I’ve been reading so many books nowadays, on and off, that I even forget the good ones I read. For example, it required a google search to bring back the name of the title (and the author!) of Oracle Night. The only thing I could remember was that the cover featured a blue notebook, and that the first name of the author was Paul. Amazingly, ‘paul blue notebook‘ returned the book title, and another search for that led me to the Amazon page. Google is magic in such cases, and to think our children will take this for granted :-).
Well, now on to the book… ;-). As a rule, I don’t like surrealism in writing… it looks okay when you see it in art (and even then you have to squint and so on) but in a book I can barely stand the layer within layer of meaning that every word seemingly implies. So to pull such a thing off without coming across as ‘intellectual’ is a fine art for any author and Auster does that well.
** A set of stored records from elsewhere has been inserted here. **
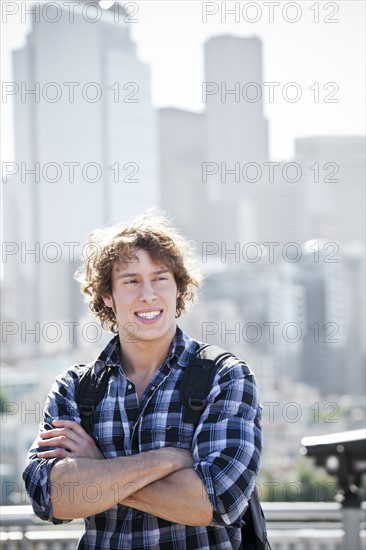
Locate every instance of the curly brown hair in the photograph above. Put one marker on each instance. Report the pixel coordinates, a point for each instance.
(118, 245)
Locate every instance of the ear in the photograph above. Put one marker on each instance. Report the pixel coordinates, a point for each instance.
(108, 301)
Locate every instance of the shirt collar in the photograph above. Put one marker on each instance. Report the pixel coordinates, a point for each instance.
(182, 348)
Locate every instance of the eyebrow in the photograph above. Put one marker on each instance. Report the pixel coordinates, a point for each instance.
(125, 275)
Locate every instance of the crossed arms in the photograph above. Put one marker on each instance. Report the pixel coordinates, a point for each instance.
(68, 477)
(162, 481)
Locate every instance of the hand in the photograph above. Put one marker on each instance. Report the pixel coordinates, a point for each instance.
(70, 439)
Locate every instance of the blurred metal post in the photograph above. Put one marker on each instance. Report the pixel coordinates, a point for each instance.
(343, 454)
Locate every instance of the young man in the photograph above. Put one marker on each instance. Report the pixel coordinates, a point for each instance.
(144, 478)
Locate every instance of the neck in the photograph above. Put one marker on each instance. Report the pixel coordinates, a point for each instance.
(144, 357)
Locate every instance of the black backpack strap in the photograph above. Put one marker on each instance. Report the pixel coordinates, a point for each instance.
(195, 386)
(197, 380)
(254, 532)
(89, 393)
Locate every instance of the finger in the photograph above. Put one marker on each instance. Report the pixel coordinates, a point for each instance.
(68, 433)
(72, 425)
(60, 441)
(54, 453)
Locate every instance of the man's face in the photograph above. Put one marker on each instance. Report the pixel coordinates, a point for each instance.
(144, 298)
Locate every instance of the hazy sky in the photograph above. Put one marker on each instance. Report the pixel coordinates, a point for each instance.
(170, 37)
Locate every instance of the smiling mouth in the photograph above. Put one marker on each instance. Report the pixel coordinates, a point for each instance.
(149, 314)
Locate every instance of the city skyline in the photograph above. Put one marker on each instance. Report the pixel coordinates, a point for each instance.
(323, 59)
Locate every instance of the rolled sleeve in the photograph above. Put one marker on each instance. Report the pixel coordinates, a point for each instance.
(227, 445)
(60, 404)
(36, 477)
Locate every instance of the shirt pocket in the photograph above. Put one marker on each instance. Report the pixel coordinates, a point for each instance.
(168, 431)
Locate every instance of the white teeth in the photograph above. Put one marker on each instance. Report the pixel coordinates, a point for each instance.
(149, 314)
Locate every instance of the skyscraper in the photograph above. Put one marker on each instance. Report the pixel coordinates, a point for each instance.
(236, 131)
(86, 144)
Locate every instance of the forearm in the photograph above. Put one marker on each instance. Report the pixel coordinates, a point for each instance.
(180, 498)
(82, 487)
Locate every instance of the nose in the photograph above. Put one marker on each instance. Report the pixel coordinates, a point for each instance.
(147, 292)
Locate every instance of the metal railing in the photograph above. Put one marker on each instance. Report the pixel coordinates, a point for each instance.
(291, 526)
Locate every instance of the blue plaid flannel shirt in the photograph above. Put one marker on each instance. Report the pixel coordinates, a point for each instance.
(226, 448)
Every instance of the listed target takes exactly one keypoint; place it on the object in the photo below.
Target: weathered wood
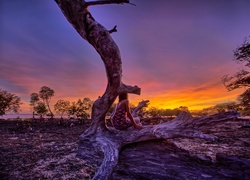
(98, 142)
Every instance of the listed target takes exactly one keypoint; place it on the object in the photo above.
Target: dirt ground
(47, 149)
(41, 150)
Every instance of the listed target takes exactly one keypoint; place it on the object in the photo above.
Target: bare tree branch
(93, 3)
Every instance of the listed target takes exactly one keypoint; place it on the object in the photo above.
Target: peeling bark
(98, 142)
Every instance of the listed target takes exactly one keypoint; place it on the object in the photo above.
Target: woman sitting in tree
(122, 118)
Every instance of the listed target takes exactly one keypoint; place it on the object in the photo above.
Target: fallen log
(99, 144)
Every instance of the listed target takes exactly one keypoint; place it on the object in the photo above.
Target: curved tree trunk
(98, 143)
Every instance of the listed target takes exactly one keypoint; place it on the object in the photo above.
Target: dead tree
(98, 143)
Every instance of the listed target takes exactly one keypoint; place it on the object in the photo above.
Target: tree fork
(97, 142)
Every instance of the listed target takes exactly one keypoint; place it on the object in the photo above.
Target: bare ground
(47, 150)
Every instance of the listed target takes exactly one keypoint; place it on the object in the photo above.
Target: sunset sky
(175, 50)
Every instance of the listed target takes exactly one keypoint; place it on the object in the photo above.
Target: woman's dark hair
(123, 96)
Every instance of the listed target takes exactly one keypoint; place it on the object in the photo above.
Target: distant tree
(62, 107)
(45, 94)
(244, 100)
(9, 102)
(83, 108)
(34, 99)
(242, 77)
(41, 109)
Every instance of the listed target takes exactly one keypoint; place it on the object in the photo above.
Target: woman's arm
(131, 117)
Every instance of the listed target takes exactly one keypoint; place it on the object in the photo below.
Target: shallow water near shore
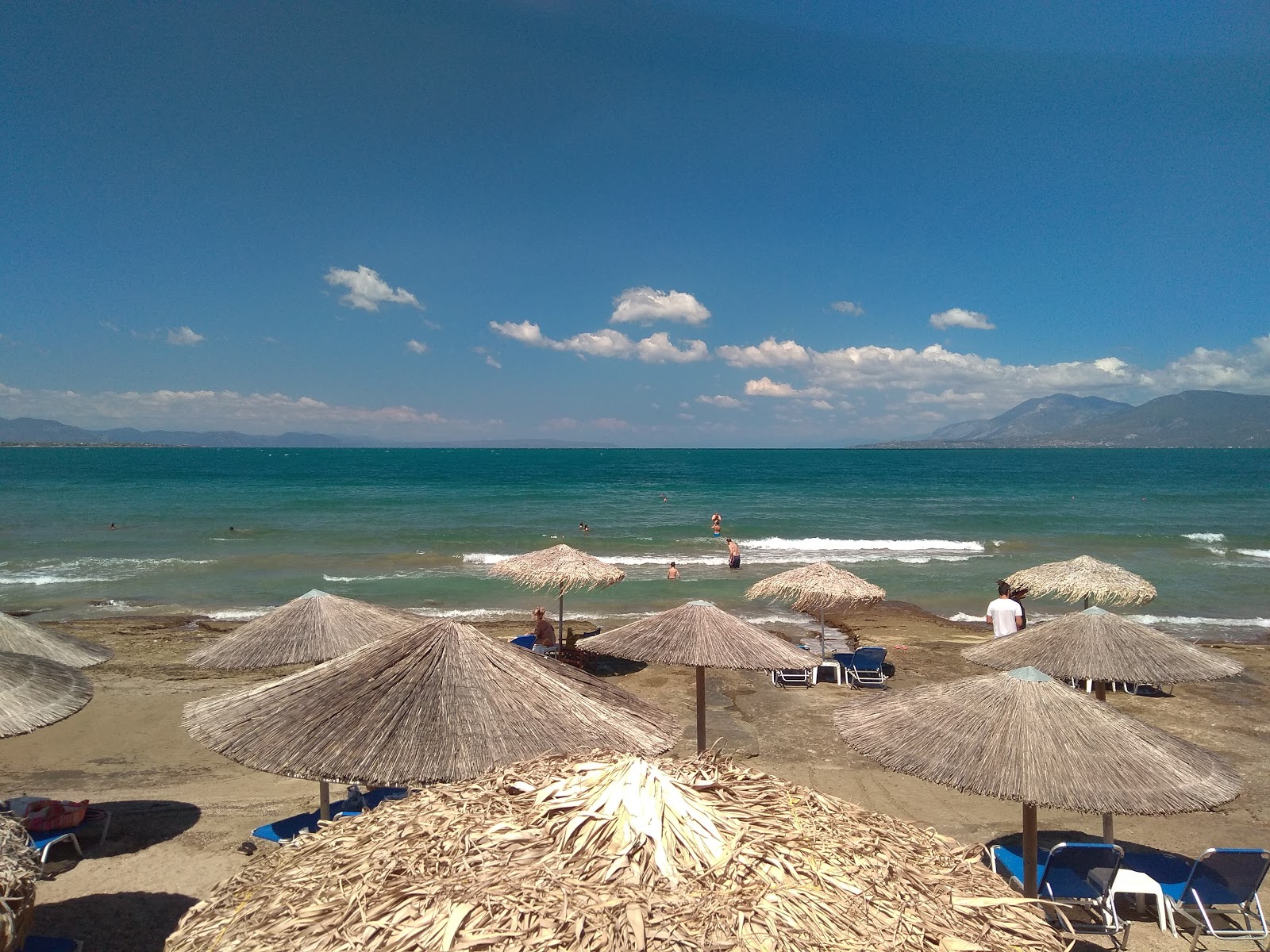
(419, 528)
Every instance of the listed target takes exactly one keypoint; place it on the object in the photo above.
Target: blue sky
(651, 224)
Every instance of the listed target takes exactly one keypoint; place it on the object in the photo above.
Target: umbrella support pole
(702, 708)
(1030, 850)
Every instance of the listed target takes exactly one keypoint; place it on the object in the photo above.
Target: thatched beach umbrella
(1085, 578)
(25, 639)
(614, 856)
(314, 628)
(1022, 735)
(817, 588)
(702, 636)
(36, 692)
(19, 869)
(1096, 645)
(562, 568)
(436, 702)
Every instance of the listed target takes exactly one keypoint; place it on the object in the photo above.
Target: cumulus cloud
(368, 290)
(721, 400)
(184, 336)
(607, 342)
(647, 305)
(960, 317)
(770, 353)
(211, 409)
(766, 386)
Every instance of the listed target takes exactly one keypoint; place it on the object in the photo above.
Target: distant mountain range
(1195, 418)
(25, 431)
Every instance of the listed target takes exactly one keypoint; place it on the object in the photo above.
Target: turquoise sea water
(419, 527)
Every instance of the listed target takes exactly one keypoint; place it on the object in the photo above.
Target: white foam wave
(861, 545)
(92, 570)
(1191, 621)
(416, 574)
(238, 615)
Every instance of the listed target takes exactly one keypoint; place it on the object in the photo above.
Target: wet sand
(181, 812)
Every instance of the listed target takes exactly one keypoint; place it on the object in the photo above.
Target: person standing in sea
(1003, 615)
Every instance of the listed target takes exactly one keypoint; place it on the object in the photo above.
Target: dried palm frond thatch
(562, 568)
(314, 628)
(1098, 645)
(614, 856)
(36, 692)
(18, 873)
(1083, 579)
(817, 588)
(25, 639)
(1022, 735)
(435, 702)
(704, 636)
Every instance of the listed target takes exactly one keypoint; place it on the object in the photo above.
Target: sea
(232, 533)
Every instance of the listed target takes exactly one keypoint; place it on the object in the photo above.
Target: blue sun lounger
(1072, 873)
(292, 827)
(1221, 882)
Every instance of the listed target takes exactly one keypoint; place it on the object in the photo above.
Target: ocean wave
(861, 545)
(1193, 621)
(239, 615)
(416, 574)
(80, 570)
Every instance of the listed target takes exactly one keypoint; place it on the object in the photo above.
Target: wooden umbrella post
(1030, 850)
(702, 708)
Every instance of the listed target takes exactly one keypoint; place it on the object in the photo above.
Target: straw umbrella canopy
(702, 636)
(1022, 735)
(19, 869)
(618, 854)
(1096, 645)
(314, 628)
(36, 692)
(817, 588)
(562, 568)
(25, 639)
(435, 702)
(1085, 578)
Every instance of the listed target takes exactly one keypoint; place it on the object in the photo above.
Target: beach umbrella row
(1024, 736)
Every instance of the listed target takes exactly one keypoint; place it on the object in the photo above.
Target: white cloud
(766, 386)
(770, 353)
(607, 342)
(368, 290)
(184, 336)
(960, 317)
(722, 400)
(645, 305)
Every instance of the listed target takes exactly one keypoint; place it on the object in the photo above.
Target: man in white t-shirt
(1005, 615)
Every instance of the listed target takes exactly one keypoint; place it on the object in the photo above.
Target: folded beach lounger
(1072, 873)
(1217, 892)
(867, 668)
(44, 943)
(292, 827)
(97, 822)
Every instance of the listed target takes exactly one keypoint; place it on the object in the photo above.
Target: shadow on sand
(114, 922)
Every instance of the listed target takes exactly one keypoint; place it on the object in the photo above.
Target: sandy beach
(181, 812)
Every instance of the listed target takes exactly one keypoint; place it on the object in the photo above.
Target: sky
(648, 224)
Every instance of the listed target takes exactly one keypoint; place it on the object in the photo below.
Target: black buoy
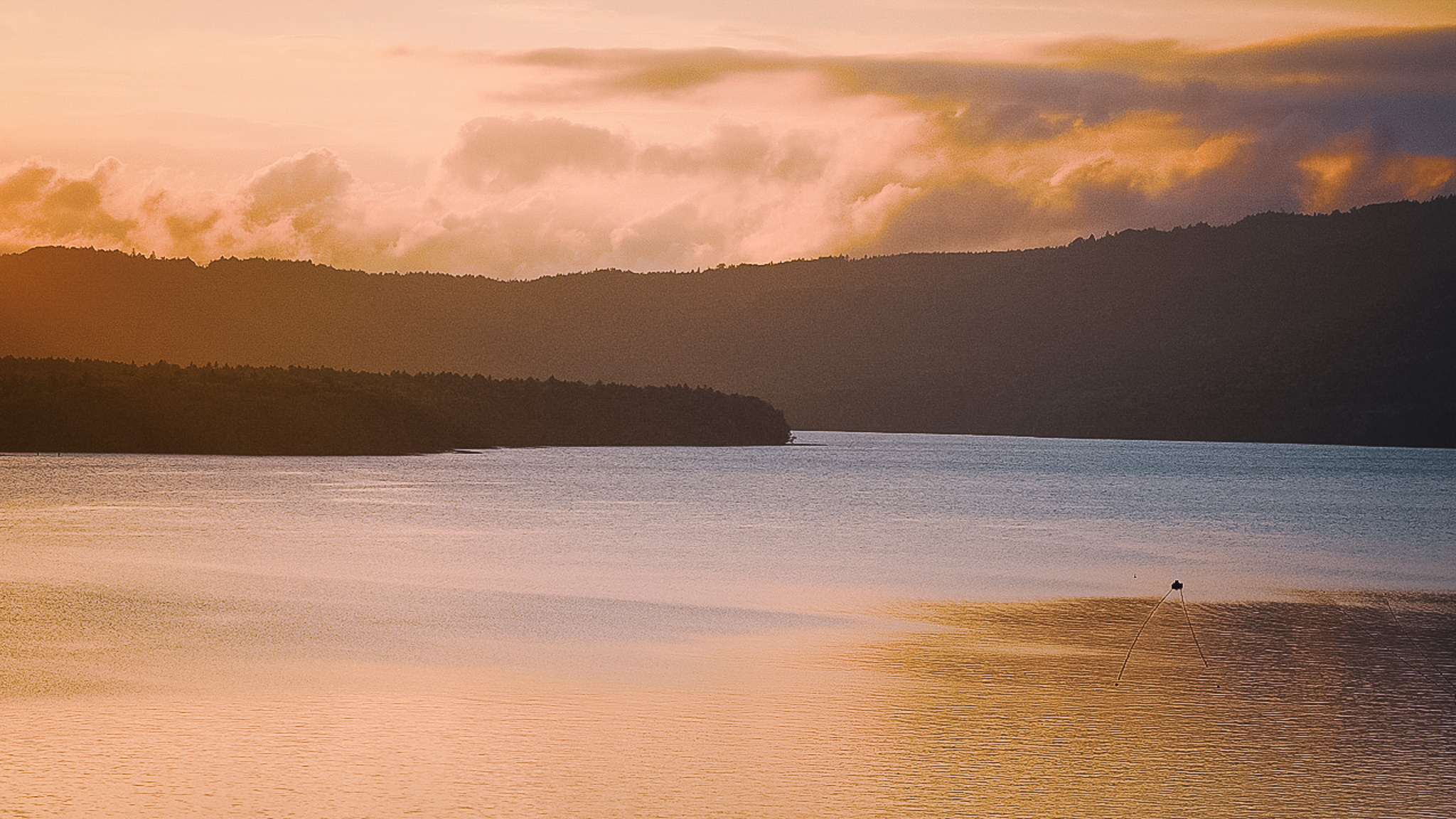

What is surreal in a book? Well in this case, it’s the technique of a story within a story. The protoganist, a struggling novelist Sidney Orr buys a blue notebook and immediately, seemingly bewitched by it, begins a story about a man who after a near-death experience walks out on his old life and starts anew. Orr’s wife Grace however, starts acting strangely after Orr commences his story. The novel is a fine interplay between the novel within the novel, the menage a trois of Grace, Sidney, and his mentor Trause, and between it all the small blue notebook that so enigmatically shapes the events inside it, and even many things in the real world that Orr lives in. And to add to that, Auster’s book has a very familiar blue cover 🙂
Like all such books ought to be, it’s an experiment in collating unrelated things and finding a larger and deeper whole from it. Surrealism in art works because it’s theorized that that’s how the mind works… the few small flashes of insight that we get everyday (and which allows us to learn… anything) are from unconnected things, and most often such works are trying to explore the essence of intuition. Auster succeeds because he doesn’t delve too deeply into it. He takes a very simple situation, introduces a few random variables, and lets the story evolve. The sudden insight that Orr has in the end about his wife (which interestingly he does not validate) is perhaps due to the story that he evolves in the blue notebook. The reader is led through his process of discovery, and after that, when Orr is free of the spell of the notebook, we are free as well… to imagine what will happen in the delicious open ending that Auster provides.
This book is a decidedly special one. I like.